This is my inaugural diary entry. It’s taken me a while to get going but now that I’ve begun, I’m setting out with the intention of making weekly updates.

In my spare time, I’ve been known to be partial to a jigsaw puzzle; the larger and more complex the better. I’m also a novice origami enthusiast. Bear with me as I promise this does have a point. My work over the past few weeks has felt a lot like starting out with a new puzzle or piece of origami: stitching together pieces of code that will eventually form a pipeline to feed data into a database or interact with a large language model seems (to me) akin to identifying the corners and the edge pieces of a puzzle or making those first few, tentative folds in the paper. A 2D image or paper sculpture will appear but not without the occasional hunt for a missing piece or the undoing of an erroneous fold. On a personal level, it’s challenging work because a lot of the techniques I’m working with are new or ever evolving but at the same time, I’m finding it highly enjoyable.

Now on to the specifics of the stitching that I’ve been doing:

Adventures with unstructured data

Like many of my fellow researchers on this project, most of my work involves dealing with unstructured data. I need to be able to identify people, places, occupations, dates etc from unstructured text but also to be able to reference the context to be able to know who was connected to whom, when, where and how.

LLMs hold great promise in the context-aware extraction of entities and relationships from unstructured data but often there is still some manipulation of the source data beyond chunking of the text that is required before the data can be fed to the LLM in order for the model to work well on the data it is shown. This is the case with unstructured PDFs in which the text is interspersed with tables in a variety of formats and/or images. I have decided to try out Adobe’s PDF Extract API in order to pre-process a set of sample PDFs coming from Tasha’s Post Office circulars investigation. The API is based on Adobe’s Sensei machine learning model and promises context aware extraction of text, tables and images. It’s not the only method for dealing with unstructured data in PDF format but I selected it as a starting point as trying a method by the developers of PDFs seemed to make sense.

The API is not without its annoyances: scanned PDFs have a page limit of 150 pages so it has been necessary to split files. There is also a rate limit of API calls per minute and a monthly limit to the documents that can be processed using the free tier. Having said this, I think that the limitations can be worked around, the API is easy to use and initial tests have yielded decent results.

The aim is to be able to pre-process a whole pipeline of PDFs for feeding into the LLMs that Tasha is using. Once this is set up, Tasha and I hope to look at implementing retrieval augmented generation (RAG) to optimise the outputs from the LLM interrogation.

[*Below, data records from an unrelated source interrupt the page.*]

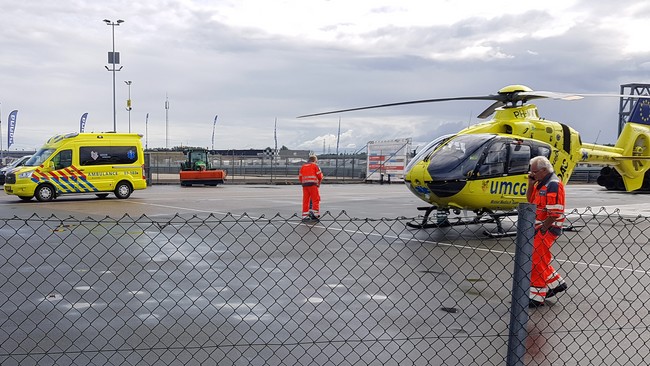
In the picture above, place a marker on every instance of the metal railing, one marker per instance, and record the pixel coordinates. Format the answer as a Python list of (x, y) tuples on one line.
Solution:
[(242, 290)]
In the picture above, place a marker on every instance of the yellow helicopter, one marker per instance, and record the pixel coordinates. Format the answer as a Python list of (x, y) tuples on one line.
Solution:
[(483, 168)]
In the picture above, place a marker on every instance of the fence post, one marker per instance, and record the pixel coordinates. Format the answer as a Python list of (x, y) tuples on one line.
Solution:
[(521, 284)]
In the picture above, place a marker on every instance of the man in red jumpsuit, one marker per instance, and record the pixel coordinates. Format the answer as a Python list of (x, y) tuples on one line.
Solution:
[(310, 177), (546, 191)]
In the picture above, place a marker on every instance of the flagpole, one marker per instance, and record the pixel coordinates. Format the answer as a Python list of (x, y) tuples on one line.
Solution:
[(146, 132), (213, 126), (1, 146)]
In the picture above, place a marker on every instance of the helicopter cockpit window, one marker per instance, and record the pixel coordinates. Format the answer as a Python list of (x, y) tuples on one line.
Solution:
[(457, 158), (543, 151), (519, 159), (425, 153), (495, 159)]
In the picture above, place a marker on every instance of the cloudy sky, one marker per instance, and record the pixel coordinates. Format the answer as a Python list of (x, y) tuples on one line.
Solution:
[(255, 62)]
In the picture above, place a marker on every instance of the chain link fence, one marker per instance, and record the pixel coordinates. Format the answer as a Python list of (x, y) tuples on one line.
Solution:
[(242, 290)]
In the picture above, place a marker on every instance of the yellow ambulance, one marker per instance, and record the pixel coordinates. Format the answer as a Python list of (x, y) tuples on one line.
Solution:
[(94, 163)]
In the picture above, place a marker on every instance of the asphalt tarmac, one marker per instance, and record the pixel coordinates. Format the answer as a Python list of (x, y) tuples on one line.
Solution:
[(366, 291)]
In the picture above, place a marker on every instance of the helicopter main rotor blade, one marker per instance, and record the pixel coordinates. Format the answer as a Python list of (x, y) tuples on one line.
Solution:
[(489, 110), (510, 97), (484, 97)]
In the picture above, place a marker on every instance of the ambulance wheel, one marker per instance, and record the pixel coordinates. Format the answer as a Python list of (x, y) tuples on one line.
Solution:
[(44, 192), (123, 190)]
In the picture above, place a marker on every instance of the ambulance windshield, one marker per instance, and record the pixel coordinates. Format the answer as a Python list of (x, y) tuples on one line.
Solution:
[(40, 157)]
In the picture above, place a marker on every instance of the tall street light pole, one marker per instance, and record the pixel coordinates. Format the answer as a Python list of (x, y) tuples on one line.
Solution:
[(128, 102), (113, 59)]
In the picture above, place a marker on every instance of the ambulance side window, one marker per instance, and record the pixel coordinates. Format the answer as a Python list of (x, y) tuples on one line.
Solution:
[(107, 155), (63, 159)]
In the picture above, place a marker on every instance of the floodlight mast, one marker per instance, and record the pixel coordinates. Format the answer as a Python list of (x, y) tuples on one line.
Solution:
[(113, 59)]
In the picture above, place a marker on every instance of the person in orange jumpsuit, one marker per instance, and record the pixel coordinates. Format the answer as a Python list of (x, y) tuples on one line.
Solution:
[(546, 191), (310, 177)]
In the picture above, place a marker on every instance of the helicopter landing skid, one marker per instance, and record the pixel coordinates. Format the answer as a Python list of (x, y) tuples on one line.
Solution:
[(443, 221)]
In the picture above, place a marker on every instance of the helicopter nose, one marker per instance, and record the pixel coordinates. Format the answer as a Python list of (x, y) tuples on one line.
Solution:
[(446, 188)]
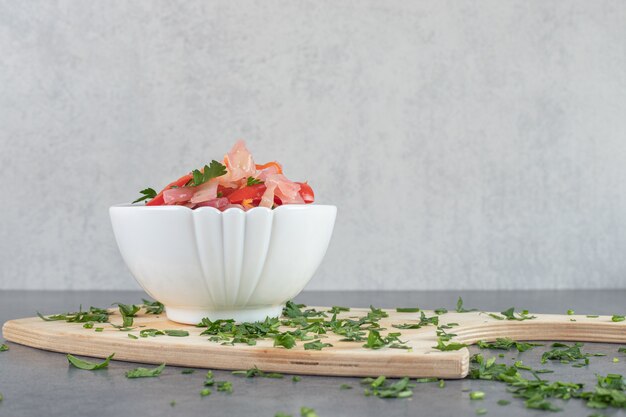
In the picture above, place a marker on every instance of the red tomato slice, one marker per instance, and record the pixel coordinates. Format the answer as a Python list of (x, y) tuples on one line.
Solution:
[(158, 200), (251, 192), (269, 164), (306, 192)]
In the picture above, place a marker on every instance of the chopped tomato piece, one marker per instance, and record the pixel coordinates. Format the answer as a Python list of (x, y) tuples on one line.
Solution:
[(306, 192), (269, 164), (250, 192), (158, 200)]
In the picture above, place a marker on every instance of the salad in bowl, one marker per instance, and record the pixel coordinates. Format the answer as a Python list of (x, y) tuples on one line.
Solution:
[(236, 183), (232, 240)]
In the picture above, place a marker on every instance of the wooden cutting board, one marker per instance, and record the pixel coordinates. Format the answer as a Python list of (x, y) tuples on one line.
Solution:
[(343, 359)]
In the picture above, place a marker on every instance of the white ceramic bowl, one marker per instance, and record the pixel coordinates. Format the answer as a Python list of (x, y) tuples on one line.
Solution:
[(223, 265)]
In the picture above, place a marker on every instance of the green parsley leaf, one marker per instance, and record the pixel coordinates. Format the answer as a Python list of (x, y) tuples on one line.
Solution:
[(426, 380), (380, 387), (253, 181), (316, 345), (214, 170), (128, 311), (94, 314), (88, 366), (307, 412), (477, 395), (338, 309), (144, 372), (224, 386), (506, 343), (424, 321), (147, 194), (153, 307), (509, 314), (408, 309), (285, 340), (253, 372), (448, 347), (459, 307)]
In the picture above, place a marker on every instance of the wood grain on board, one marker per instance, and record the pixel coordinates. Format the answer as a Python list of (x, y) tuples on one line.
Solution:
[(343, 359)]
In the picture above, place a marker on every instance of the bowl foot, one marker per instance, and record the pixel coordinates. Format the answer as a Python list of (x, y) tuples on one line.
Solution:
[(195, 315)]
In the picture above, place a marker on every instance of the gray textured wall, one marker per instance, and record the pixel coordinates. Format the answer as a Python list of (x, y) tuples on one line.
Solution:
[(467, 144)]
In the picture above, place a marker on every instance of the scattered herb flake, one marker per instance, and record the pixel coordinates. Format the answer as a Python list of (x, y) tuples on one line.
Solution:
[(146, 194), (153, 307), (307, 412), (316, 345), (145, 372), (408, 309), (506, 343), (254, 372), (128, 311), (477, 395), (459, 307)]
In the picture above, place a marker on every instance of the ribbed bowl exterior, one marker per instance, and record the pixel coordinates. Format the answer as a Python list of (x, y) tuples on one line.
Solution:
[(209, 260)]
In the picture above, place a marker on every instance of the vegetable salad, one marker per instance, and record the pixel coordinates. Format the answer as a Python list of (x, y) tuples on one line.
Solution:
[(236, 182)]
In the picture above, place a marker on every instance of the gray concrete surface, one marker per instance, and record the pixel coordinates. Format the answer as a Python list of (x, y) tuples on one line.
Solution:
[(38, 383), (467, 144)]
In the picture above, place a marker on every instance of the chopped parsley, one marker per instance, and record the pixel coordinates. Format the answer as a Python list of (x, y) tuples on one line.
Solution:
[(459, 307), (153, 307), (128, 311), (477, 395), (506, 343), (254, 372), (147, 194), (424, 321), (86, 365), (94, 314), (381, 387), (316, 345), (408, 309), (509, 314), (145, 372), (213, 170)]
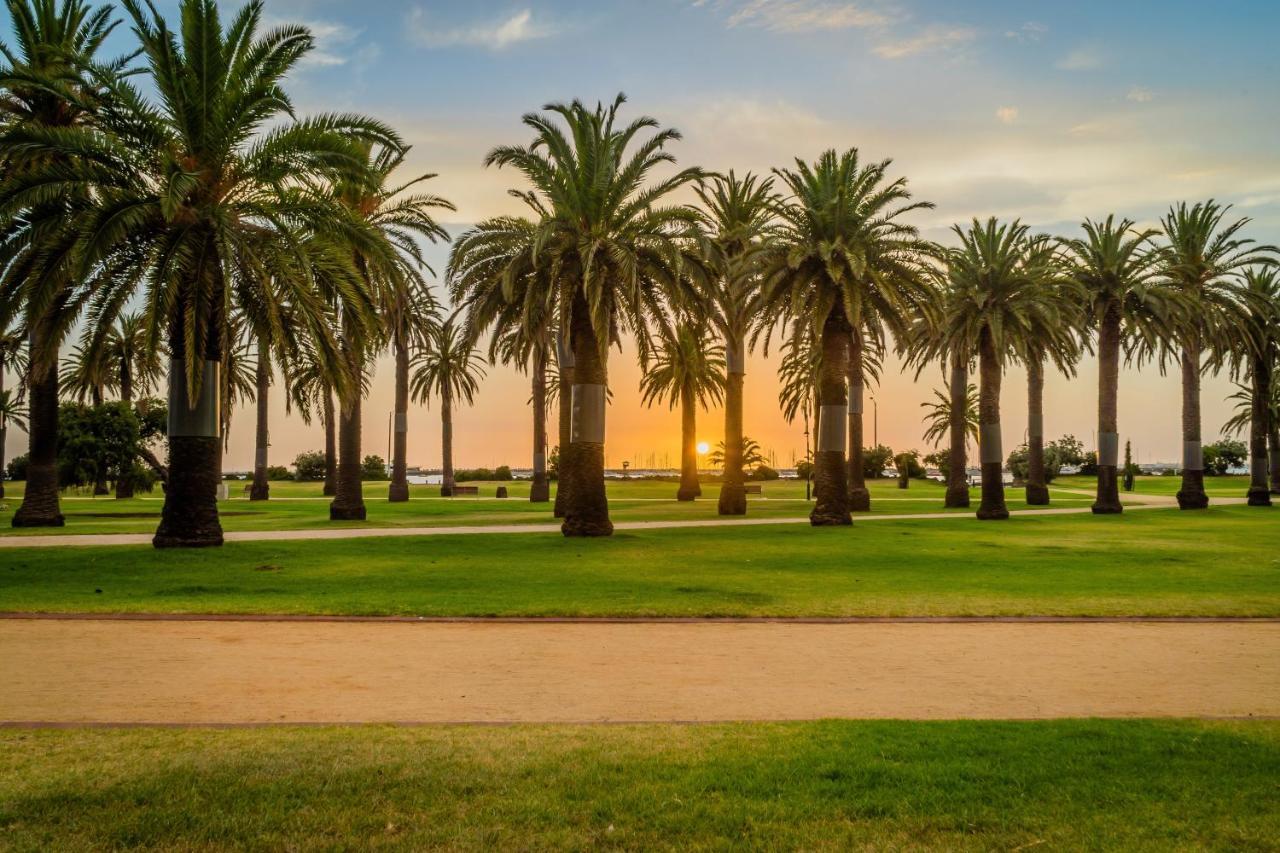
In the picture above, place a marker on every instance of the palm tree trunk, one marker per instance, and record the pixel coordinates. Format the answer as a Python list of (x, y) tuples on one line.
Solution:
[(1107, 501), (586, 507), (565, 410), (398, 489), (348, 503), (958, 461), (1037, 487), (540, 489), (991, 448), (831, 479), (1192, 495), (261, 487), (689, 488), (330, 446), (859, 498), (1260, 492), (124, 483), (732, 498), (447, 482), (190, 514)]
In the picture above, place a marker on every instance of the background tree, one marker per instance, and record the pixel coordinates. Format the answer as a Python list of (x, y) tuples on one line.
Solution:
[(735, 215), (1202, 261), (620, 250), (845, 263), (1125, 305), (449, 368), (688, 372), (1000, 278)]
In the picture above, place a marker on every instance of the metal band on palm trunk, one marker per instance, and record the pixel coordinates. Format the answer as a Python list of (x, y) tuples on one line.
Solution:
[(831, 428), (201, 420), (588, 420), (1193, 459), (991, 448), (1109, 448)]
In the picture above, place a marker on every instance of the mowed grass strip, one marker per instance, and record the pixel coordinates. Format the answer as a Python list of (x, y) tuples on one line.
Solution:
[(818, 785), (1156, 562)]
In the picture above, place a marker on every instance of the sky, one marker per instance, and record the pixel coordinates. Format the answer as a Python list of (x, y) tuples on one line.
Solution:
[(1048, 112)]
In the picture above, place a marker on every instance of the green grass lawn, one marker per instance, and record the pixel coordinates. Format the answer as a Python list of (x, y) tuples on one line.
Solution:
[(1086, 784), (301, 506), (1223, 561)]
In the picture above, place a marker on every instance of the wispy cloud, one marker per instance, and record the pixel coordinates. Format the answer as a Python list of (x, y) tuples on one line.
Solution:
[(1029, 31), (798, 16), (1082, 59), (494, 35), (928, 40)]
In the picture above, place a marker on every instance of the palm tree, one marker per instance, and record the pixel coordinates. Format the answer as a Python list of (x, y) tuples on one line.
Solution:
[(1001, 297), (620, 251), (502, 284), (845, 263), (688, 372), (736, 214), (1202, 263), (193, 190), (12, 357), (48, 89), (1116, 267), (1257, 355), (449, 368)]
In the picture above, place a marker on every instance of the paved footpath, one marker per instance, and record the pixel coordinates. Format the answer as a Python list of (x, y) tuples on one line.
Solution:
[(1148, 502), (233, 673)]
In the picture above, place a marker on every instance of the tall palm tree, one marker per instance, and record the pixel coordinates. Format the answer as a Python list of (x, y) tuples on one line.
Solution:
[(620, 250), (845, 263), (503, 284), (1257, 355), (12, 357), (735, 214), (689, 372), (449, 368), (1002, 296), (1202, 263), (1116, 268), (48, 89)]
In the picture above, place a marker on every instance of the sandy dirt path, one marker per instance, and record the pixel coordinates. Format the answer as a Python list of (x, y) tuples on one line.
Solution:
[(257, 673)]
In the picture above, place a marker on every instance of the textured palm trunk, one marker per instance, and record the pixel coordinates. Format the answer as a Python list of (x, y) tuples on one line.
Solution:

This exercise will deliver a method that can be adapted to process unstructured PDFs across other investigations. Given the pace of development of LLMs, the need to pre-process inputs in this manner will almost certainly be obsolete in the next couple of years but in the meantime, a readily adaptable solution should yield many dividends for the project.

Of course, PDFs are not the only source of unstructured data I need to deal with but they are probably one of the harder formats. Dealing with chunks text chunks from CSVs, word processing formats or the output of web scrapes are all less challenging.

Pipelines with Neo4j

In my previous work, any pipelines incorporating Neo4j have been quite limited: I’ve had fairly sanitised source data to ingest, a single Python script running all of the database creation and data analysis followed by the connection to a visualisation platform to visualise the output. I’ve also been able to focus mainly on the instance data without having to pay much attention to a governing ontology.

This pipeline will have to be upgraded quite a bit to deal with the requirements of building out a database for the Lost Mills investigation at scale. The investigation itself will be discussed at length at tomorrow’s investigations meeting so I won’t say too much about it now. In terms of my stitching together of processes for this investigation, a lot of my time has been spent on working out how to use frameworks like LangChain to build pipelines incorporating LLMs with Neo4j to automate entity and relationship generation from unstructured data sources, layering an ontology onto the resulting database using Neo4j’s n10s plugin and using the knowledge graph in RAG processes to further interrogate LLMs. I realise that it’s inadvisable to rely on LLMs alone for automated knowledge graph creation so I have also been exploring the incorporation of traditional NLP methods with new-fangled, whizzy GenAI processes.

The pace of development of knowledge graph integration with GenAI is really quite mind boggling. I’m struggling to keep up but at the same time, it’s incredible to be involved in work incorporating these evolving technologies.